Congratulations! Over 37,000 citizen scientists, from more than 170 countries, became part of the team to search for interesting features in LHC data. Over 1 million classifications were made, and both searches for new long-lived particles and weird events were successful.
There were some surprising events – including observation of a “weird event” - a jet of muon particles in the ATLAS detector, which got the scientists very excited, and provoked a lot of head-scratching. It turned out to be caused by a rare detector process where a shower of particles from the calorimeter can produce what appears to be many muons, so a very interesting detector artifact. So no Nobel prize for this yet, but it certainly got us excited!
The results were excellent. We found that citizen scientists could compete very well with computer algorithms in the analysis of collider data from CERN, performing better for many of the searches. There have been two publications so far: the first describing the (very impressive) ability of the collective set of citizen scientists to detect new phenomena in images of collisions and the second describing community engagement with the project.
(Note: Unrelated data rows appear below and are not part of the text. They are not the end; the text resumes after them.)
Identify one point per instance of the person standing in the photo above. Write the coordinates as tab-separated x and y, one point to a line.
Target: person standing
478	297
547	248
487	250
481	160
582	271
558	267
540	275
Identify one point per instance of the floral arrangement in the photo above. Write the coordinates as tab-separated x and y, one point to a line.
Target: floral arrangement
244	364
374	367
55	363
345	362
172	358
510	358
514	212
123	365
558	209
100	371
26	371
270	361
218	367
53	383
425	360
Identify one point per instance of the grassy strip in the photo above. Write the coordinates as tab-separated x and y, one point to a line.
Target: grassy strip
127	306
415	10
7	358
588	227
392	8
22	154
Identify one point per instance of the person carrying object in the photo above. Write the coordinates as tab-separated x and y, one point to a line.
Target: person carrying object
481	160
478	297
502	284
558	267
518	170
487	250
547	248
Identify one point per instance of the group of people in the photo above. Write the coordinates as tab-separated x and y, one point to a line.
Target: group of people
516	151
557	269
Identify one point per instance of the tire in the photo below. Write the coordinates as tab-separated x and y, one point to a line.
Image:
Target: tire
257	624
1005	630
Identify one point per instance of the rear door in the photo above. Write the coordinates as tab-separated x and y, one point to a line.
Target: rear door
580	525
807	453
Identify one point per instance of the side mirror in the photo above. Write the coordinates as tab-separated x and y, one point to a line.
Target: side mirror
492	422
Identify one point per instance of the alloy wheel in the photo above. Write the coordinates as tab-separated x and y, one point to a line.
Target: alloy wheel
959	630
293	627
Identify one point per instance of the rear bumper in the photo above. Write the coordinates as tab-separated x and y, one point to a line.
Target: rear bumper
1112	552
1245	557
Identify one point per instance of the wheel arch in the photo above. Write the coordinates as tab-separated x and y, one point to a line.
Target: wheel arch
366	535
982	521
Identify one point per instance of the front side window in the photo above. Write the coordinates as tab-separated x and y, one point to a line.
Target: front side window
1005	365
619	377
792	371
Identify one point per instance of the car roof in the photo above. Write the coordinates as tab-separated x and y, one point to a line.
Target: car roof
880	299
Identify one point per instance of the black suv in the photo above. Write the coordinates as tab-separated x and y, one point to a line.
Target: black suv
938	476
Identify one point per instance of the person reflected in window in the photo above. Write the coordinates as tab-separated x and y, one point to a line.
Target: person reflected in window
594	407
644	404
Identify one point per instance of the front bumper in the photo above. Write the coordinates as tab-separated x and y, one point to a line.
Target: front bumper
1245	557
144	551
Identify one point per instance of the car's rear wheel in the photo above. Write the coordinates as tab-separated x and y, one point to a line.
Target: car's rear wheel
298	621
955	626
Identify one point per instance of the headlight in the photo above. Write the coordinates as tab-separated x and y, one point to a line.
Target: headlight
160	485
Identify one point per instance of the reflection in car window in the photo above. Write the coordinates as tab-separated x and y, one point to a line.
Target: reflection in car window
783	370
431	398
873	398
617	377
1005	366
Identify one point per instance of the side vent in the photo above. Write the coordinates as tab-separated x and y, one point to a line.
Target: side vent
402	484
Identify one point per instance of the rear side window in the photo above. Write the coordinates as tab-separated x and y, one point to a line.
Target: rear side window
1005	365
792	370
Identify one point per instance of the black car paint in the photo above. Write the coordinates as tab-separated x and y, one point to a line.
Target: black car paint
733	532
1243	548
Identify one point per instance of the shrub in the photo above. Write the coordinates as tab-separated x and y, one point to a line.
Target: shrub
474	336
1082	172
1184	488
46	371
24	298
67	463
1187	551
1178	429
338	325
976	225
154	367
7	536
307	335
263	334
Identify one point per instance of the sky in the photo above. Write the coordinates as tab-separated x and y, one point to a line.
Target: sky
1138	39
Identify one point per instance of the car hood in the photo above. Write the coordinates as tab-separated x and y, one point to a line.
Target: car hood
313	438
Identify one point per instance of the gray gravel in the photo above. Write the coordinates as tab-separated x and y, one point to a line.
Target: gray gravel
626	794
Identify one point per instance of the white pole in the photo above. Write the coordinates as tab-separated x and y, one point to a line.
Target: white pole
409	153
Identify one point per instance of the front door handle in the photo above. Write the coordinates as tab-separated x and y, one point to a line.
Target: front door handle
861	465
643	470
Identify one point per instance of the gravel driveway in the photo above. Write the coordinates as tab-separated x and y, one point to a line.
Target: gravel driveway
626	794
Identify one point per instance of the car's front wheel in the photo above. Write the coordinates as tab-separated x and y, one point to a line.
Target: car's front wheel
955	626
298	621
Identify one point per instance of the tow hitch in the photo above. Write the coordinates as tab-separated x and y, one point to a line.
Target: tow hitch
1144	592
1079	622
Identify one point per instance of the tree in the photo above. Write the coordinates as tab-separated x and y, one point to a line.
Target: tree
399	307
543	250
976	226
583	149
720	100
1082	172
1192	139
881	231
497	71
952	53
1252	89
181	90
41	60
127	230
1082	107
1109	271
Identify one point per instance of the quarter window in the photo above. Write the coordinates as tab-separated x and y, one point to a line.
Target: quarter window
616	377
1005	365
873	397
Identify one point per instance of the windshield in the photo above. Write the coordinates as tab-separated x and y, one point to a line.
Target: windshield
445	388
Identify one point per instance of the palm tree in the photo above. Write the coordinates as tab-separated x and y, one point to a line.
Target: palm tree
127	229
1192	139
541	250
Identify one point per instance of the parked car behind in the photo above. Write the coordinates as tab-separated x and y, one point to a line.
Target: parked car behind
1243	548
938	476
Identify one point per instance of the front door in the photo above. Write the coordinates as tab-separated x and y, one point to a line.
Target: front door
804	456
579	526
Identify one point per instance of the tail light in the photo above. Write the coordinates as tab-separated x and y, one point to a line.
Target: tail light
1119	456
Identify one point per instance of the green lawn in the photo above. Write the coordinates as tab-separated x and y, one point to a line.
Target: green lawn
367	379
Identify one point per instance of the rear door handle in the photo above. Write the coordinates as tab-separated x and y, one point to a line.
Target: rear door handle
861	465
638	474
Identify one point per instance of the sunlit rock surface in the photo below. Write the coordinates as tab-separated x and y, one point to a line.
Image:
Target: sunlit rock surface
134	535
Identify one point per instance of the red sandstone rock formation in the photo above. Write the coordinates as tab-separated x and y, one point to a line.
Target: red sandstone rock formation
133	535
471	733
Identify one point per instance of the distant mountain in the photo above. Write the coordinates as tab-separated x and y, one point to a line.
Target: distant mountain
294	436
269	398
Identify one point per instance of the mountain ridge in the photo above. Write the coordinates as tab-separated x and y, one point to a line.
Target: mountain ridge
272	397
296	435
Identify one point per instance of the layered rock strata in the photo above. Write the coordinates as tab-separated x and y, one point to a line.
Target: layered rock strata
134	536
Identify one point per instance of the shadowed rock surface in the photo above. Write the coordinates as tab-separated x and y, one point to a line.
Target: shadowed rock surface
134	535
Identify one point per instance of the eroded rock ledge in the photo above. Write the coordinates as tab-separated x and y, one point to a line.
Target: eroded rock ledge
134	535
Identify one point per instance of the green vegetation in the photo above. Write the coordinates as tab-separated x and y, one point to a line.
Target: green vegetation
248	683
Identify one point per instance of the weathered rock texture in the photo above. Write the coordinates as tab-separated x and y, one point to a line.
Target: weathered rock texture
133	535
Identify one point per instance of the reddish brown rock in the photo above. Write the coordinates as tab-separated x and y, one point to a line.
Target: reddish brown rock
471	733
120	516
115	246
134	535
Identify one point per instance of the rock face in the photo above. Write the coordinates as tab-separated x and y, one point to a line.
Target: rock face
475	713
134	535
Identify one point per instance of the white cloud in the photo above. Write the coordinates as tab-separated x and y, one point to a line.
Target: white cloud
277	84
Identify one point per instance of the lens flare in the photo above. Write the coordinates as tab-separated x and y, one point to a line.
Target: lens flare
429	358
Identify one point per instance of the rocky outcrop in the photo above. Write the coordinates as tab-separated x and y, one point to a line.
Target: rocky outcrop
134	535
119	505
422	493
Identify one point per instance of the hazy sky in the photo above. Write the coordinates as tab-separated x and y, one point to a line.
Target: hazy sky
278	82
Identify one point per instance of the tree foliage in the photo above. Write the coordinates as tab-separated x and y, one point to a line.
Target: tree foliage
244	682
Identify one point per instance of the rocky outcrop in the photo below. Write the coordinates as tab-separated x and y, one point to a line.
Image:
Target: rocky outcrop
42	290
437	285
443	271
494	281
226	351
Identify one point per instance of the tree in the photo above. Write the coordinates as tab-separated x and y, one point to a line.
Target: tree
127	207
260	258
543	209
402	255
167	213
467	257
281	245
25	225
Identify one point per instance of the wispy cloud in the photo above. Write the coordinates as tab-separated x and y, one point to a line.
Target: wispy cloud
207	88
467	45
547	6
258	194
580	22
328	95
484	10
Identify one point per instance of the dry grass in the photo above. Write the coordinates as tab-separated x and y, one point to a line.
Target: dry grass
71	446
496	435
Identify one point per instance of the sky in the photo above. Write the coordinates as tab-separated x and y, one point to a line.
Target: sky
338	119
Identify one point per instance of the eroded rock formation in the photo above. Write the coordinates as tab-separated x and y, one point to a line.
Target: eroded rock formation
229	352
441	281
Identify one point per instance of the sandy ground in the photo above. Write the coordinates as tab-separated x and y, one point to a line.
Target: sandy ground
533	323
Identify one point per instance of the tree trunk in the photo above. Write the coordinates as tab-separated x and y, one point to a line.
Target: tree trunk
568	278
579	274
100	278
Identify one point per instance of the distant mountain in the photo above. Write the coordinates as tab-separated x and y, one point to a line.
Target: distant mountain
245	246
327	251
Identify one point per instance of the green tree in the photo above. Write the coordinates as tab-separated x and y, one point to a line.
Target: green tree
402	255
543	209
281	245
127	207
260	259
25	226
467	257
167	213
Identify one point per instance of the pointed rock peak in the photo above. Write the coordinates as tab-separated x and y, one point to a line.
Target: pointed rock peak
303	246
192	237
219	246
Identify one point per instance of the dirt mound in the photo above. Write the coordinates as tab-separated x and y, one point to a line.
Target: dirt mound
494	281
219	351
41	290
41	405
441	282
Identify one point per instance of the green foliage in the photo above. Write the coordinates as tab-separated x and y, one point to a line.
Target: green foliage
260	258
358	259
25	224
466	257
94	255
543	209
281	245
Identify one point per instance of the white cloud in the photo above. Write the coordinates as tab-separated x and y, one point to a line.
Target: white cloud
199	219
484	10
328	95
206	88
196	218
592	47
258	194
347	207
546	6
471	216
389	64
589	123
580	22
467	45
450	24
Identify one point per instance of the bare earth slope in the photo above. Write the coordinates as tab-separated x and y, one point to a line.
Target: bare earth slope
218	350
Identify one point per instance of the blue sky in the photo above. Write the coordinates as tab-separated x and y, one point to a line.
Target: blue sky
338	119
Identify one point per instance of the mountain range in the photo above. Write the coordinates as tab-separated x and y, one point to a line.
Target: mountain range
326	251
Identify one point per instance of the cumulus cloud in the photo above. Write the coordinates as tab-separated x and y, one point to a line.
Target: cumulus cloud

HiggsHunters on the Zooniverse platform has beem followed with a schools project, run in partnership with the Institute of Research in Schools, in which school students have been performing further analysis of the classifications. Each group generated their own investigation, choosing an aspect to investigate, producing results and analysis of the results. School analysis included clustering algorithms, complex machine learning algorithms, and databases for large data analysis. School students submitting research posters to the Department of Physics in Oxford at a two-day seminar in Oxford in Summer 2018. The proceedings of this conference have been submitted for review by colleagues at CERN.